L’économie gabonaise traverse une zone de fortes turbulences, marquée par une raréfaction des devises dans les banques commerciales. Cette situation contraint de nombreuses entreprises et particuliers à se tourner vers des circuits parallèles pour financer importations, voyages et transactions internationales. Au cœur de cette économie informelle se trouve Mont-Bouët, véritable épicentre du change non officiel, où les taux pratiqués dépassent largement ceux réglementés par la Banque des États de l’Afrique Centrale (BEAC).

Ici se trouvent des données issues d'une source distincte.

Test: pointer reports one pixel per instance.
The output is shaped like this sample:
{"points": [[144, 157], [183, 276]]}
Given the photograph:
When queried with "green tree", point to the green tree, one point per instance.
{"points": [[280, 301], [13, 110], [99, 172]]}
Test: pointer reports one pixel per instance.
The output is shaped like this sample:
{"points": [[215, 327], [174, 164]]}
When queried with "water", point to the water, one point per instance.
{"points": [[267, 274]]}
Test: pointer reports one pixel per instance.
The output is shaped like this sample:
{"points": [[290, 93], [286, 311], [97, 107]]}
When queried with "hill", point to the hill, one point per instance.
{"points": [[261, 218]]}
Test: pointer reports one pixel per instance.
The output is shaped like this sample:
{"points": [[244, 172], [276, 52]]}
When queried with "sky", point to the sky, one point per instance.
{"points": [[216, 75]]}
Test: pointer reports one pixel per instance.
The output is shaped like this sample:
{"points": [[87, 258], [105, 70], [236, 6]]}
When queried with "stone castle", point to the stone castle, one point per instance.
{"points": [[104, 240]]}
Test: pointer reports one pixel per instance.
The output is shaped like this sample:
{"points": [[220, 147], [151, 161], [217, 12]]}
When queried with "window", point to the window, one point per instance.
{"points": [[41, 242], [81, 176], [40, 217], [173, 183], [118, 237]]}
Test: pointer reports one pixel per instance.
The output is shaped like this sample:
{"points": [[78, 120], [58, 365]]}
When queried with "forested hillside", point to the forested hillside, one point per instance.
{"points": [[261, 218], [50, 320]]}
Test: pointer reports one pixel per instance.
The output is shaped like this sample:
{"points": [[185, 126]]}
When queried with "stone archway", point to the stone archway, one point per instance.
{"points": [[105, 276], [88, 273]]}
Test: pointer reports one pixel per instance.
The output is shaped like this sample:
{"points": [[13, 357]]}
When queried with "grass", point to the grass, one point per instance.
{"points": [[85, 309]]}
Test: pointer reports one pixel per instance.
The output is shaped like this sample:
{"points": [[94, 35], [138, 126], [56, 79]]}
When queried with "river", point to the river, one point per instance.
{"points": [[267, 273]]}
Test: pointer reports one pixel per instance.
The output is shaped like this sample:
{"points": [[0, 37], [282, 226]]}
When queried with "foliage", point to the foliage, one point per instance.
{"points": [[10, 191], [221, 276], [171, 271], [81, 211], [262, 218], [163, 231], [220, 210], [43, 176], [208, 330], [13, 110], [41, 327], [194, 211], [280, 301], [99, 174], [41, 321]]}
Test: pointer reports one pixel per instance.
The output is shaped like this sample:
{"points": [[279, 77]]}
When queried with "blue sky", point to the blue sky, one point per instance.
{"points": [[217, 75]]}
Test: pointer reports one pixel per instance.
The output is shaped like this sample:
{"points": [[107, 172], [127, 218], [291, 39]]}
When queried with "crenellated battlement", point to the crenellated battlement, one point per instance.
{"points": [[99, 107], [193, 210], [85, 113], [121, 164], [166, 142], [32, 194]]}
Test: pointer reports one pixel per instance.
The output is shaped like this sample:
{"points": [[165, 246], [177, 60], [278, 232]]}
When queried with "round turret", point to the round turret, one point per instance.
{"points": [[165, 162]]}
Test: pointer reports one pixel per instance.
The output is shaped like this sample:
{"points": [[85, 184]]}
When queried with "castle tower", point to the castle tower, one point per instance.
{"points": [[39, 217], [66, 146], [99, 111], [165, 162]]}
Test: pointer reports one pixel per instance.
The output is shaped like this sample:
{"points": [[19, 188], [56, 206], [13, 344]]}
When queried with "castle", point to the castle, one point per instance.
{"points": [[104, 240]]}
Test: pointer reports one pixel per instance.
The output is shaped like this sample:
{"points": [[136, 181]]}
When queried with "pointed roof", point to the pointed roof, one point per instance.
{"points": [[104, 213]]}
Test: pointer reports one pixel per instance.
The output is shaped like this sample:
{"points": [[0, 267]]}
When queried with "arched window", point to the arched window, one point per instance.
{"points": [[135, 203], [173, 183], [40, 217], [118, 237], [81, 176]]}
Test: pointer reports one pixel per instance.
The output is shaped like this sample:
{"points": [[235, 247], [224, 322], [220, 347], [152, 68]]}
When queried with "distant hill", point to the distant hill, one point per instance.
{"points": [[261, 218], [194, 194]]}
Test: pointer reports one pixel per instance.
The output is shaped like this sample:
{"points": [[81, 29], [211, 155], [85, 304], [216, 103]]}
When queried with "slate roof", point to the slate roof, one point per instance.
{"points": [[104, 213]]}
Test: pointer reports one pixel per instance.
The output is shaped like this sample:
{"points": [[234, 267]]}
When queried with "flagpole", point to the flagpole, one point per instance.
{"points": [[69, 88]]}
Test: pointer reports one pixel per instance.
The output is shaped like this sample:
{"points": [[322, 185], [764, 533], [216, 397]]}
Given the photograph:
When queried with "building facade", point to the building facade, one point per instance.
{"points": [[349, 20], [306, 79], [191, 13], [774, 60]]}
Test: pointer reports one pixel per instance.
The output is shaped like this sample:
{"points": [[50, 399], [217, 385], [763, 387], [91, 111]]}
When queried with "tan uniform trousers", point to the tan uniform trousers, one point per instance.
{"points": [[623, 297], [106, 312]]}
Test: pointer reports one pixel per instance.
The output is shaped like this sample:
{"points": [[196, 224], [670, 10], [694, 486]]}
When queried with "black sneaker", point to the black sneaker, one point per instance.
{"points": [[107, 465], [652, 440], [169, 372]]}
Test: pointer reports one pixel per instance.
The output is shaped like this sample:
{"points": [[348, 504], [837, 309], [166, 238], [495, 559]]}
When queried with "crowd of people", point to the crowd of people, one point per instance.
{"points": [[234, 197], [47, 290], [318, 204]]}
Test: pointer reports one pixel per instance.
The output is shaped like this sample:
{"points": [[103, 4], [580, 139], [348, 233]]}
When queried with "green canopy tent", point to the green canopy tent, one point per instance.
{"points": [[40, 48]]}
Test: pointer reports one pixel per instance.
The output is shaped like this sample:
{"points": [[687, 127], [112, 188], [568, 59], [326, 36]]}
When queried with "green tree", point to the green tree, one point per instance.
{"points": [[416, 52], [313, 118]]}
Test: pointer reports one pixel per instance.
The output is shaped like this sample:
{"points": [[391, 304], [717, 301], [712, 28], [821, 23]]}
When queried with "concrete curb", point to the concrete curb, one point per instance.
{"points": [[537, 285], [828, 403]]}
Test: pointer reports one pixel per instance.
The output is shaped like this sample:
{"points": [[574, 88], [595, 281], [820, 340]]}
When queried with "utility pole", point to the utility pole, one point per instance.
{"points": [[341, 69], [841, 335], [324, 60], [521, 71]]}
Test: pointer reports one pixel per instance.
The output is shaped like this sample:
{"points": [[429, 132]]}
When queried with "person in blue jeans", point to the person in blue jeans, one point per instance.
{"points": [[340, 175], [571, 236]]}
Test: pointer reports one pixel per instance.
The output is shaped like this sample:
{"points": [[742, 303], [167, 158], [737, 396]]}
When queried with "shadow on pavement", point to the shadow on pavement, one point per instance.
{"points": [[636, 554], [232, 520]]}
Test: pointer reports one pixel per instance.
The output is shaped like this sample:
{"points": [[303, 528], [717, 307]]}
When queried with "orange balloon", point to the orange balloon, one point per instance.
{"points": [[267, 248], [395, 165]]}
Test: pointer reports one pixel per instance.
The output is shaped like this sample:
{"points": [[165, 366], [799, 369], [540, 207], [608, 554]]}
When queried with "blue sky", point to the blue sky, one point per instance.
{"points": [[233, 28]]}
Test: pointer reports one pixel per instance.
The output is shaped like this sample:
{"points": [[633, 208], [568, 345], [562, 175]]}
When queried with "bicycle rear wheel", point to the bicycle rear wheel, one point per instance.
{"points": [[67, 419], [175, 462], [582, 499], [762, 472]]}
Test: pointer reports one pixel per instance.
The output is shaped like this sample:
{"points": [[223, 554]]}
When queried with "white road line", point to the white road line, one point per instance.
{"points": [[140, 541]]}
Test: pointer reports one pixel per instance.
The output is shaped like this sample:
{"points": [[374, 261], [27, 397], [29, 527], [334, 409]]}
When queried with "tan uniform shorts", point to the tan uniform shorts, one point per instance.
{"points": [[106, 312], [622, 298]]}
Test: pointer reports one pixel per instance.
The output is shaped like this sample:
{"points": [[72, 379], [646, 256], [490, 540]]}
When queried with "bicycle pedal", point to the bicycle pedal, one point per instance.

Véritable poumon de l’informel, Mont-Bouët illustre une économie gabonaise à deux vitesses. Selon un recensement de la Direction générale des Impôts (DGI), sur les 1 400 entreprises identifiées dans ce marché, près de 487 opèrent sans aucune existence administrative ou fiscale. L’attrait de ces circuits repose sur plusieurs facteurs : une rapidité d’exécution largement supérieure à celle des banques, souvent ralenties par des procédures de conformité renforcées, et une disponibilité quasi permanente de liquidités, malgré des taux de change jugés exorbitants.
Cette dérive n’a pas échappé aux autorités monétaires. Le Comité National Économique et Financier (CNEF) a récemment tiré la sonnette d’alarme sur les risques majeurs que fait peser ce marché noir sur l’économie nationale. Parmi les préoccupations soulevées figurent la perte de compétitivité des entreprises gabonaises, pénalisées par des coûts de change élevés, les risques accrus de blanchiment de capitaux liés à l’opacité des flux financiers, ainsi qu’une fuite massive de devises échappant au contrôle des autorités monétaires.
Face à ces dérives, le gouvernement affiche désormais une volonté claire de reprise en main. Un durcissement des sanctions contre les changeurs non autorisés est annoncé, parallèlement à une politique de formalisation progressive des petits commerces. De nouvelles restrictions limitant l’accès de certains opérateurs étrangers aux activités de proximité viennent également rebattre les cartes du fonctionnement du marché. En s’attaquant frontalement à l’économie souterraine de Mont-Bouët, l’État entend rétablir l’ordre sur le marché des changes, endiguer la fuite des capitaux et, surtout, restaurer la confiance dans le système bancaire national.